Guide to Quit Claim Deed in Maryland
Most sales of goods or services simply require a receipt—or not even that. However, if you are selling land, to make the sale legal you are required to write out and record a deed with your county recorder. This is because land is assessed with taxes, and your county recorder needs a record of every land transfer to know who to charge taxes to. One kind of deed, which is used only in very specific circumstances, is called a quit claim deed. You may have heard of this kind of deed if you are transferring property to or from a family member. This guide will explain what a quit claim deed is and why you might need a quit claim deed in Maryland.
What is a Quit Claim Deed?
A deed is simply a document that transfers property from one person to another. A quit claim deed in Maryland is very different from other types of deeds, because it does not make any warranties or guarantees about the property. This doesn't just mean the property is being sold “as-is,” including any title problems (though it means that, too). It also means that you don't even have a guarantee that the person giving up the property even owns it in the first place.

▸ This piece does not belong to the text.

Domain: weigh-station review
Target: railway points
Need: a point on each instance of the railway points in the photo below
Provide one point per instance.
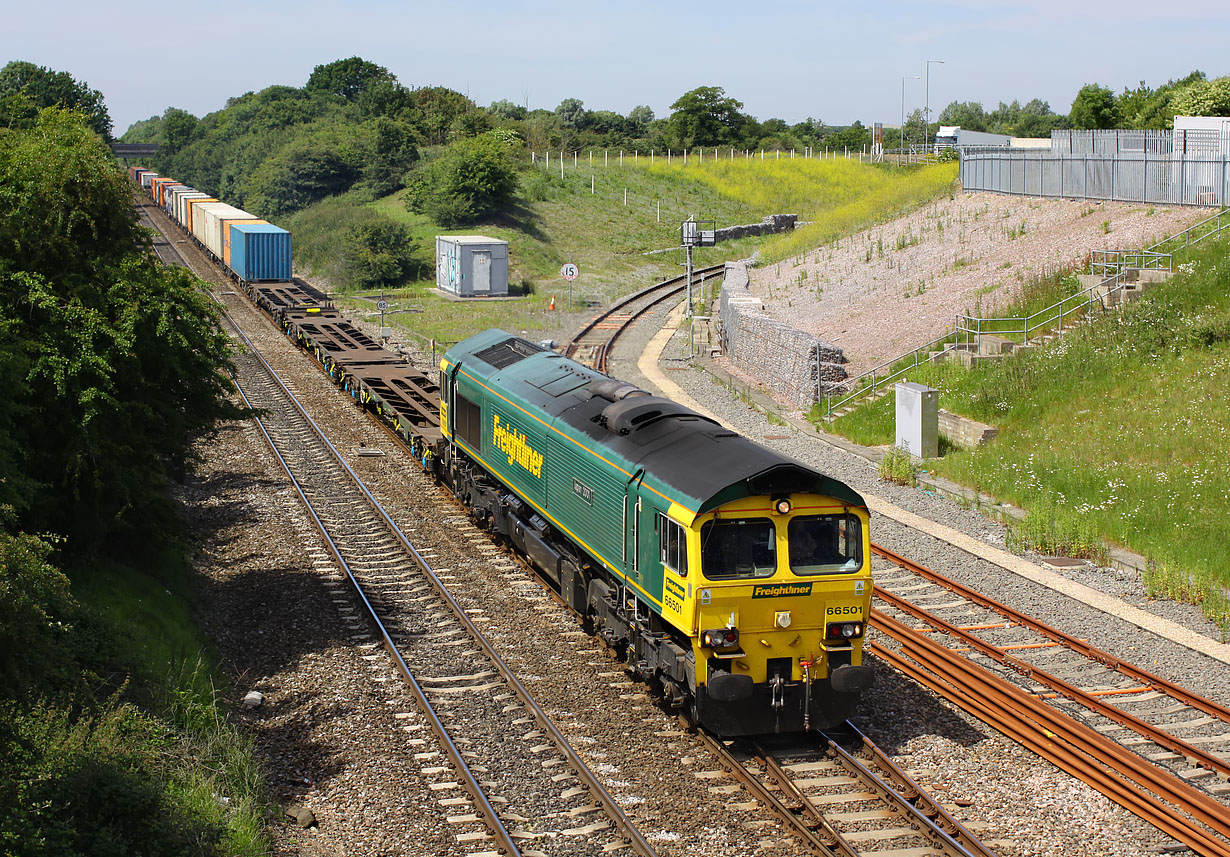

That's right—a quit claim deed in Maryland only transfers however much ownership the person does have in the property. Because of this, quit claim deeds are generally only used when a piece of property is transferred between two close relatives, and even then usually when the transaction is a gift rather than a sale.
Who Uses Quit Claim Deeds?
Quit claim deeds, because they offer no legal warranties about the property, are generally only used by people with kinship ties. Here are a few examples when a quit claim deed Maryland would be used:
ñ A parent wants to transfer title to a property to their child, but does not want to be legally liable for any problems with the property once the child, or future owners, are on the property.
ñ Divorcing spouses decide that their house will be owned by just one person.
ñ A person transfers a piece of property to a corporation they own.
Should I Get a Lawyer?
The jargon surrounding quit claim deeds may make you think you need a lawyer. However, a quit claim deed in Maryland is usually quite easy to write and file, and most of the time, a lawyer would just be overkill or what is usually a simple process.
If you are considering, for any reason, using a quit claim deed with someone who is not a close relative through blood or marriage, you may want to consult a lawyer. Often, other types of deeds may be more suitable for your situation and can offer you more legal protection.
Recording Your Deed
There is no exact time limit, but you should record your quit claim deed in Maryland with the county recorder's office as soon as possible after signing the document in the presence of a notary.